What did these men contribute to the field of economic sciences?
All three men did work in the theory of economics associated with “asymmetric information.” What does that mean? It means that there are many situations in economic transactions where one party has different information than the other party.
For instance, Akerlof wrote a paper when he finished MIT entitled: “The Market for Lemons”. In that paper, he showed how the used car market could become very thin, just do to the fact that the used car sellers had better information about the cars than the used car buyers. This could lead to “bad cars” or “lemon cars” driving out the good cars until the entire used car market disappeared (or at least was smaller than it should be). All this occurred just because of the differing information between the buyers and the sellers.
Michael Spence was one of the economists people said would win the Nobel prize just for his graduate thesis. This thesis involved “asymmetric information” as well. It was the role of signaling as a means to reduce this differing information. In fact, my “extreme” view of his work could be described as follows. Higher education doesn’t improve one’s skills at all in the market. Take my assumption as given. If that’s true, why do people go to college/grad school? Spence would call it a signal. You want to say, “Hey, I made it through Harvard’s math program, even though it doesn’t help me manage Microsoft. By going through the program, though, I have signaled to you that I’m smart, not dumb. So don’t worry that I have more information about my ability than you. I’ve just shown you that I’m smart.” So his work revolved around “signaling as a means to resolve the asymmetry that hampered markets.
Note: I didn’t put Spence in my prediction because he really hasn’t done any new work since his thesis. But I’m glad, because it shows that even one piece of good work is well rewarded.
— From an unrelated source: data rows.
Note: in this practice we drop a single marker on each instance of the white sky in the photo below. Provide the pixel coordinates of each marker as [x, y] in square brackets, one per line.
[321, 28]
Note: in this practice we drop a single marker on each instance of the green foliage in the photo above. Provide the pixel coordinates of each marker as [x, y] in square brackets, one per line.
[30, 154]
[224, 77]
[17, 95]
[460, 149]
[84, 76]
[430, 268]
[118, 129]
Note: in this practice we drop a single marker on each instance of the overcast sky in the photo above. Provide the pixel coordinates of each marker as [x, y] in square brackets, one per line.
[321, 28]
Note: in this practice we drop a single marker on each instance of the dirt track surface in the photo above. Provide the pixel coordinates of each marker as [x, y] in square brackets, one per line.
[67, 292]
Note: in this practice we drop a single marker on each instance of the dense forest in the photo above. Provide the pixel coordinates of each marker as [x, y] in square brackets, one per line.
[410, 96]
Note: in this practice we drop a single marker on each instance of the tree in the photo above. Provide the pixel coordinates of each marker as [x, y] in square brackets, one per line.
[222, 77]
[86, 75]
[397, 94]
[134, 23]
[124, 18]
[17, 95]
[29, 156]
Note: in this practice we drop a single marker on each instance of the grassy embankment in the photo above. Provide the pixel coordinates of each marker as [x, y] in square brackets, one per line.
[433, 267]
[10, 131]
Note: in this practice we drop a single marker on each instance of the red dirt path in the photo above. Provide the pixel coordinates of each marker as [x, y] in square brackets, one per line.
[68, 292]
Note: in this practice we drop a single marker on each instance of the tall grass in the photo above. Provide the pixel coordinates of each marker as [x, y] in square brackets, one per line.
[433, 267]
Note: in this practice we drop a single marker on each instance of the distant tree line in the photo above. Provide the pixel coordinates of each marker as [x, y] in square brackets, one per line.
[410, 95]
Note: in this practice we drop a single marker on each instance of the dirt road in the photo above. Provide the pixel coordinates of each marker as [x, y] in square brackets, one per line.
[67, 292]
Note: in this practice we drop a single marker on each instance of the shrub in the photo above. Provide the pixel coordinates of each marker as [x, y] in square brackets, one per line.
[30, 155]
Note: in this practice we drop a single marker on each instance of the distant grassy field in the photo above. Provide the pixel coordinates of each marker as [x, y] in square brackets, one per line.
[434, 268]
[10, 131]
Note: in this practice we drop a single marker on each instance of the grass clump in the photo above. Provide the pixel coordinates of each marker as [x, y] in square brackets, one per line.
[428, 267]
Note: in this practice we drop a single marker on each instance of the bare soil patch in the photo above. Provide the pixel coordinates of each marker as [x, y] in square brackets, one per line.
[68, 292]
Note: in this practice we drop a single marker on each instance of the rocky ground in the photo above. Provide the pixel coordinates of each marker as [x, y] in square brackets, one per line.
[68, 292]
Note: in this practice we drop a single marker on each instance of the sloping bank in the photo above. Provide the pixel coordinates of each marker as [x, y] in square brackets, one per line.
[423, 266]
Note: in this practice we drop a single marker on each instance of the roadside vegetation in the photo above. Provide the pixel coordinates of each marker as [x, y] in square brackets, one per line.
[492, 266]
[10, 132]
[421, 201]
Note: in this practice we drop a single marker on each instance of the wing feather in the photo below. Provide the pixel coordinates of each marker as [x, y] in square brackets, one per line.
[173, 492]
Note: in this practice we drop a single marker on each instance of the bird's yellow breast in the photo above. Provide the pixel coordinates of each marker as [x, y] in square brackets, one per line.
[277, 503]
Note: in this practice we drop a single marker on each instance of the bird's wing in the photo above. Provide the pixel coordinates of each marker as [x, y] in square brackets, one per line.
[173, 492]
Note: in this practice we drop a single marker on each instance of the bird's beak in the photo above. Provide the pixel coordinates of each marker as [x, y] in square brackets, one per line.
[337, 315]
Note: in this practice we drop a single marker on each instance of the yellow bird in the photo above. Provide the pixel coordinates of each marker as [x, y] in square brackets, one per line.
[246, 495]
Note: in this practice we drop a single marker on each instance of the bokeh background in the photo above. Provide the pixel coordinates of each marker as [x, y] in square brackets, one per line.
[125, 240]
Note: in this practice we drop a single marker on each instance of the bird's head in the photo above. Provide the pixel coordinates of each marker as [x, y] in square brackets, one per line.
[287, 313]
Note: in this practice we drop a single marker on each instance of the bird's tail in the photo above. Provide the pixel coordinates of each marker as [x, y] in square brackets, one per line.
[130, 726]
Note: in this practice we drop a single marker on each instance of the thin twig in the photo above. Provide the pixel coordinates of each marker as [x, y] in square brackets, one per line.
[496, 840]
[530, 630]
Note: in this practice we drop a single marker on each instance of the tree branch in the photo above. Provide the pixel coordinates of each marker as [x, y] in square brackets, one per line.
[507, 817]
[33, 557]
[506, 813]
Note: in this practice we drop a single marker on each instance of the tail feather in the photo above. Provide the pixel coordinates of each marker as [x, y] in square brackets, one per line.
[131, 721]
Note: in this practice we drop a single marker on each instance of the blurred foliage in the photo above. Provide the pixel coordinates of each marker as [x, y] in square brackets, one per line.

Joe Stiglitz took the other route. He showed how people with “less information” could extract that information by using clever contracts. For instance, in the insurance industry, they offer different deductibles to get around this “asymmetric information problem.” Joe also wrote a paper with Shapiro on shirking workers. How employee effort, being better known by the employee than the employer can lead to specific outcomes, such as higher than average unemployment as an equilibrium.
October 12, 2001
Note to Readers: After the announcement, Joe Stiglitz came to our offices and gave a Q&A for all the employees. It was really cool. The funniest story was about the World Bank being a “matrix” system.